MERCER COUNTY BOARD
ALEDO — Mercer County’s self-funded alternative health plan that was instrumental in negotiating with Operators Local 150 union back in November 2015 was under-funded by almost $200,000 in 2016. The county had to pass a resolution for interfund borrowing to pay bills for 2016.
County Administrator, Bruce DeLashmit with Bellwether said when negotiating with the union, “We agreed that we would provide the same or better coverage.” He said the problem began when the union didn’t provide a coverage document.
“Then we asked for claims history of what (was) paid, through 150’s attorney, their explanation was, that’s handled by an entirely different organization, an affiliate of 150. This union did not have access to that information.”
“We appealed that three different times because it would have made a significant difference to how we priced the product ... in the absence of that, every employee was given a health screening survey at the start.”
He said the problems escalated when some employees did not disclose significant illnesses.
”The actuaries would have been able to price what the claim expected. Not knowing what they were being cared for, it really put the county behind on the claims fund by about $200,000.”
Jay Jensen, with Precise Benefits (the healthcare management group), Bloomington, gave the board options for funding the employee health-care plan over the coming year. Only one option fit the county’s cash flow restrictions.
Jensen explained that the board chose to fund 100 percent of what expected claims would be, “minus any claims we don’t know about ... (they will) deal with those as they come in on the county’s level.”
He said, “It’s pretty typical for most self-funded plans to pay their fixed costs, and then just pay claims as they come in, they’re actually going to pre-fund, even if there’s not claims in a certain month or (fewer) claims, they’re actually going to keep funding, so the money’s there. Most company’s don’t do that.” He said the county is, “going to stay about level, between this year and last year’s funding level.”
In an attempt to minimize and streamline healthcare services the group is putting in place a nurse-based coaching system for the employees.
“We hope all the employees understand, we have a joint responsibility to control costs in order to provide coverage,” DeLashmit said. “If costs keep climbing, we have to limit coverage. Or have higher deductibles.”
He said he was impressed with Precise Benefits for not raising their administrative fee as previously agreed upon, yearly by 6.5 percent.
He said the county is digging deep to pay its bills.
“This unexpected (claims) took already a very low reserve and just about wiped it out,” DeLashmit said. He said the next few months, the county will be razor thin on the budget and departments are told to defer expenses.
Nicole Watson, agent on the account, noted, “The care they (employees) are receiving is not going to change.” Neither the coverage level nor the deductible will change.
Jensen told the board it has attorneys prepared to take action to protect employees who are being harassed by healthcare facilities for unpaid “balance billing” with phone calls and letters threatening to send their claims to collections.
“Usually when you get the attorneys involved with something like that, we’ve seen things get settled pretty fast,” he said.
The county has provided those employees with a letter to pass along to their credit companies until the matter is resolved.

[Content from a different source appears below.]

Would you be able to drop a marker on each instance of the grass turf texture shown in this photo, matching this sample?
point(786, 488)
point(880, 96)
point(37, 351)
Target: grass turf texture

He said their other client in the area has had no issues while Mercer County has had eight claims with Trinity, one with Genesis and two from Advanced Medical Transport.
“We’ve offered these facilities 200 percent of Medicare, and they still won’t accept it, which has never happened,” Jensen said.
“Balance billing” is when the employee’s medical bill is paid by the county's management company, then the healthcare facility sends a bill for the remainder of what they want paid for the services.
Jensen said the providers choosing to “balance bill” Mercer County plan participants have accepted the same reimbursement rates from Medicare. The rate is 1,000 percent higher compared to other groups using the same self-funding healthcare program.
DeLeashmit explained that If the county had remained on the union’s healthcare the cost to the county would have been over $1.5 million, and covered only those in the union (about 50 employees), while under the self-funding vault plan the cost for all employees, union and non-union (71 employees), was $1.2 million to $1.4 million in 2016.
“Even with our increases, we will still be $400,000 less than we would have been if we had stayed with the Operators 150 plan,” DeLashmit said.